The Virags aren't that unusual. With house prices soaring throughout the Washington area, finding a new place to live often involves a series of difficult choices. Many would-be homeowners venture into the market with well-considered wish lists, only to find themselves crossing off one desire after another.

Buying a home has always involved some compromises. The reality of what's for sale at any time has always forced buyers to accept, in order to get. But in today's frenzied atmosphere, the pressure to compromise may have reached new levels. Buyers must adjust their expectations quickly -- on price, location, condition, style, size and a host of other seeming must-haves -- or forget it.

"It got pretty comical at the end," Sharon Virag said. "You compromise and compromise and compromise and then you see a house that has none of the things you wanted. But it's nice, it's still standing, and it has the number of bedrooms you want, so you go for it. But then you get outbid. It wasn't even the house you wanted and you couldn't have it."

And lower-income or middle-income families aren't the only ones facing this situation, real estate agents say. Although having more money obviously means having more options, it doesn't necessarily mean getting everything you want.

"The hardest job a real estate broker in Washington has today is showing buyers what they're not going to get," said Jean Smith, an agent for Re/Max Allegiance in Georgetown. "And it's true in every price range. There's not much there and there's not much good there.

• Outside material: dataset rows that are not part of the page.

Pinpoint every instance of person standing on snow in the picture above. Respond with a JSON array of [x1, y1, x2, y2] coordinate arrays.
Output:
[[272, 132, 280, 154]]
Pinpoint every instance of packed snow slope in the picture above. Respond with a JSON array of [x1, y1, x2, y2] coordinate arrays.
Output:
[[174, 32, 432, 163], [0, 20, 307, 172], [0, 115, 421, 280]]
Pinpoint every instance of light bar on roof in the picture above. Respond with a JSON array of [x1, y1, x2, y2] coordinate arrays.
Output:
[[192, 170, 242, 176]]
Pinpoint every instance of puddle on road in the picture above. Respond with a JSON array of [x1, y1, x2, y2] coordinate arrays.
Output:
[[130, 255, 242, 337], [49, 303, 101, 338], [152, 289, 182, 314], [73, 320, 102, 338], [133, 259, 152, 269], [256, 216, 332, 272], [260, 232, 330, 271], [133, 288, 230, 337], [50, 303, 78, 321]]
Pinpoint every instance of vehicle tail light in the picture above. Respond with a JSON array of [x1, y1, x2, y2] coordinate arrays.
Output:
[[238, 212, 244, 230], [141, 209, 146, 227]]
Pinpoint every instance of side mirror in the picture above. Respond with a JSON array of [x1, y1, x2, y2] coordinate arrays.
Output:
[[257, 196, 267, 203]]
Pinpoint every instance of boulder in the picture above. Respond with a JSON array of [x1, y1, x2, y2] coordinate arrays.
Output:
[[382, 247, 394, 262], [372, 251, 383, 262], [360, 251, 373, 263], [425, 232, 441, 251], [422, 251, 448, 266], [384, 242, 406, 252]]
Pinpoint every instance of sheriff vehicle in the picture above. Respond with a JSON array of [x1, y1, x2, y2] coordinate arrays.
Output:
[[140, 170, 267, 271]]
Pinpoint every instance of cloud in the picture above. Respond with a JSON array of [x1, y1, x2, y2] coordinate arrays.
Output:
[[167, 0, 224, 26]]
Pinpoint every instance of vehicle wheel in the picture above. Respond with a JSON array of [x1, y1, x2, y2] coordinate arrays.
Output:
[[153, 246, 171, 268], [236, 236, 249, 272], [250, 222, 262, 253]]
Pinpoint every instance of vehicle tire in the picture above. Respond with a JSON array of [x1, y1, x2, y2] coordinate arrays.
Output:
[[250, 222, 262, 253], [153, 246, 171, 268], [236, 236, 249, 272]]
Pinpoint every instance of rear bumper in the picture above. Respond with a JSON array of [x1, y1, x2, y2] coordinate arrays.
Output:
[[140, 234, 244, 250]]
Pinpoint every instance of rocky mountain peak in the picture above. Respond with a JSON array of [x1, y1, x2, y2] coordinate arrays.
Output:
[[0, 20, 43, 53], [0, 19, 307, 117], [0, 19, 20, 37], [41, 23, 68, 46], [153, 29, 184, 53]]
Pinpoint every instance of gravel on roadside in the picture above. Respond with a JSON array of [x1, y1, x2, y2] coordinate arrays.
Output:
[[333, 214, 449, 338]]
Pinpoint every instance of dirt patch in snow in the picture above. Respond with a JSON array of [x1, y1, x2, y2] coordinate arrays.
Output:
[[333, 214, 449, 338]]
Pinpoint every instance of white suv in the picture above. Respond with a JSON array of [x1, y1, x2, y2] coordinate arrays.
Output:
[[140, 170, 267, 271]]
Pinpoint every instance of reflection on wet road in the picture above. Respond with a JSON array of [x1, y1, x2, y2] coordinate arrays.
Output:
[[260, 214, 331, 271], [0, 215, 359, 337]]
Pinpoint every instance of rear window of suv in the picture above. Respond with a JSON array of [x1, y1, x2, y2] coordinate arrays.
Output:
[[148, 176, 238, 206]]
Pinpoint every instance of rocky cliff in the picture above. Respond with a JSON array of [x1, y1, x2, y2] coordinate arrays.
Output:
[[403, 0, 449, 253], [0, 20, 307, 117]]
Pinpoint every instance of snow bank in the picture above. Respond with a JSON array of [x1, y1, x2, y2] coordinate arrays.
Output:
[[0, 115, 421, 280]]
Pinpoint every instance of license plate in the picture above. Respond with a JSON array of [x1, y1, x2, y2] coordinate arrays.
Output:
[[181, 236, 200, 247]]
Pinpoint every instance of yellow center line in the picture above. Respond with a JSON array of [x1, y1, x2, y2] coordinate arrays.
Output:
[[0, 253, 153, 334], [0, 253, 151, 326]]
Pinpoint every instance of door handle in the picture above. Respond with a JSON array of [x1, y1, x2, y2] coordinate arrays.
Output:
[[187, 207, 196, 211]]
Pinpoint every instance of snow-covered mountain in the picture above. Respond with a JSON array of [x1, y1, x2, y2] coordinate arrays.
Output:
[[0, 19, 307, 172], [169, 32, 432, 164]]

Nobody gets what they want, even in the multimillion-dollar range."

Robyn Burdett of the Re/Max Allegiance office in Fairfax, said: "Every single person out there is having to figure out something they're willing to give up."

Price is the most difficult compromise, and at the same time, the one that probably comes up most often.

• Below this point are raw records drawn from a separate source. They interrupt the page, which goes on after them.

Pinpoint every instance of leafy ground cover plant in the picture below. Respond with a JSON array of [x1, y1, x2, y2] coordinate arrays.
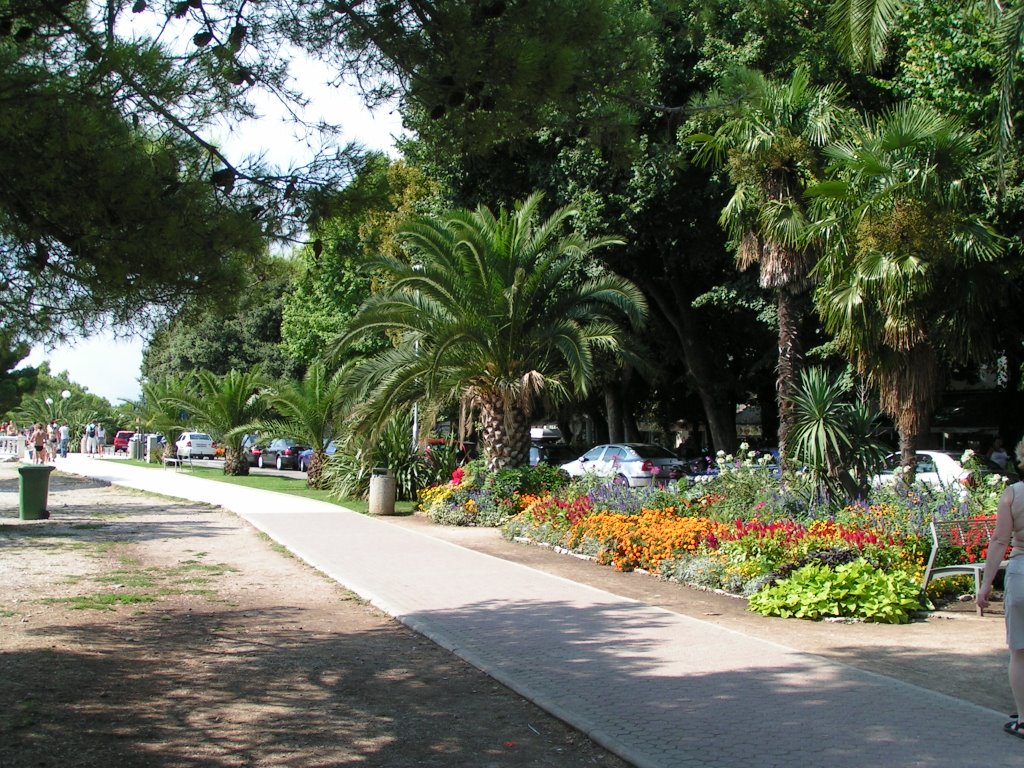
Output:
[[747, 560, 925, 623]]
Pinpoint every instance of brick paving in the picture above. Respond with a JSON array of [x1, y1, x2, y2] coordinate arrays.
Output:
[[57, 456, 1022, 768]]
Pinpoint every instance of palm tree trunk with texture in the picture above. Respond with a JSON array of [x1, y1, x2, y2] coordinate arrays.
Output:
[[776, 288, 801, 464]]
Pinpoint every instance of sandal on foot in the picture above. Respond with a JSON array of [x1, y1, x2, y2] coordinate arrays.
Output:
[[1004, 720, 1024, 739]]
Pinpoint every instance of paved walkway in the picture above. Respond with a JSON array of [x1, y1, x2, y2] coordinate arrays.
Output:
[[52, 456, 1020, 767]]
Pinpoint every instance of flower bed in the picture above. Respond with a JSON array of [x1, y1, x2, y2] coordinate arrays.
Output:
[[418, 452, 1007, 623]]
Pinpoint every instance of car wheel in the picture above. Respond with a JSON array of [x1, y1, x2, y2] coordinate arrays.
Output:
[[613, 474, 628, 486], [276, 455, 283, 471], [258, 455, 264, 469]]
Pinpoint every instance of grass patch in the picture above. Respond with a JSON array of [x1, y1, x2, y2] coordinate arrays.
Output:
[[95, 571, 157, 588], [43, 592, 156, 610], [256, 530, 295, 559], [158, 586, 217, 598], [172, 561, 238, 575], [125, 464, 416, 514], [173, 576, 212, 586]]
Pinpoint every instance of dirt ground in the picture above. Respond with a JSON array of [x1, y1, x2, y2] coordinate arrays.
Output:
[[0, 466, 1014, 768]]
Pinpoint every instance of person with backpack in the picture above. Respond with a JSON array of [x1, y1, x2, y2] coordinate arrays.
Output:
[[85, 421, 97, 456]]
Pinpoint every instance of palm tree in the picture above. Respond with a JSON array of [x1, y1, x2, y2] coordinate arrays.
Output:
[[257, 362, 346, 488], [829, 0, 1024, 163], [810, 102, 1004, 469], [689, 66, 849, 462], [334, 192, 648, 470], [163, 368, 271, 475], [139, 374, 192, 442]]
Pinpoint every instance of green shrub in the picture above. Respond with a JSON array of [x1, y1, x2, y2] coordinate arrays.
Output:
[[747, 559, 925, 623]]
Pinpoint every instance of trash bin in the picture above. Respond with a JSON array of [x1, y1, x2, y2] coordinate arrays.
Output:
[[18, 465, 54, 520], [145, 435, 160, 463], [368, 467, 396, 515], [129, 435, 144, 460]]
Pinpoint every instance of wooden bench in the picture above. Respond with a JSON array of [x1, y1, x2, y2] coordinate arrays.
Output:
[[922, 519, 1009, 616]]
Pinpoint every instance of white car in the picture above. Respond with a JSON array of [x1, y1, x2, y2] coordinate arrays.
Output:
[[560, 443, 685, 487], [175, 431, 215, 460], [871, 451, 970, 489]]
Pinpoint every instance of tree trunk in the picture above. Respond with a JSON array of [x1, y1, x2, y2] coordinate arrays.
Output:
[[506, 405, 531, 468], [775, 288, 801, 464], [478, 393, 531, 469], [603, 380, 624, 444], [648, 286, 737, 452], [223, 448, 249, 476], [306, 450, 326, 488], [479, 393, 511, 470]]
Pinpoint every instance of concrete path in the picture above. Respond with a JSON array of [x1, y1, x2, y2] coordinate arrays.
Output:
[[52, 456, 1022, 767]]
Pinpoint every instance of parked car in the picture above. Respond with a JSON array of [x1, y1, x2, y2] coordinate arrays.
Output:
[[259, 438, 309, 470], [559, 443, 685, 487], [297, 439, 337, 472], [529, 443, 579, 468], [175, 431, 215, 460], [112, 430, 135, 454], [871, 450, 972, 488], [240, 433, 264, 467]]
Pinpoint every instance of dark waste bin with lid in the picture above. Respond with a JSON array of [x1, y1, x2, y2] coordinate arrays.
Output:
[[18, 464, 54, 520]]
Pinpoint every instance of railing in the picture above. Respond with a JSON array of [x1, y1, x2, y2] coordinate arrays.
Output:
[[0, 435, 26, 459]]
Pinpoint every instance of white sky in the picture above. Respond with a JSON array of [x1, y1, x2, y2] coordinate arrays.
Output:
[[26, 53, 406, 404]]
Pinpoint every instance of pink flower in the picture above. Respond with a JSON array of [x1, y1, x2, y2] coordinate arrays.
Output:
[[451, 467, 465, 486]]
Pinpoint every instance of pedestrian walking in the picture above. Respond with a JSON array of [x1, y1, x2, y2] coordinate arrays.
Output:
[[85, 421, 97, 456], [30, 423, 46, 464], [978, 437, 1024, 739], [59, 422, 70, 458]]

"The key factor you can't deviate from is what you can afford," said Peggy Parker, an agent with Keller Williams Realty in Arlington. "If you can't afford it, you can't afford it. So we always start with price range. Here's what you can get in your price range is the first thing to show a buyer."

But buyers routinely stretch to pay more than they originally planned to satisfy other desires. Bryan Sims and his family, who are moving to the Washington area from North Carolina this summer, pushed their budget about half a million dollars to get the location they wanted.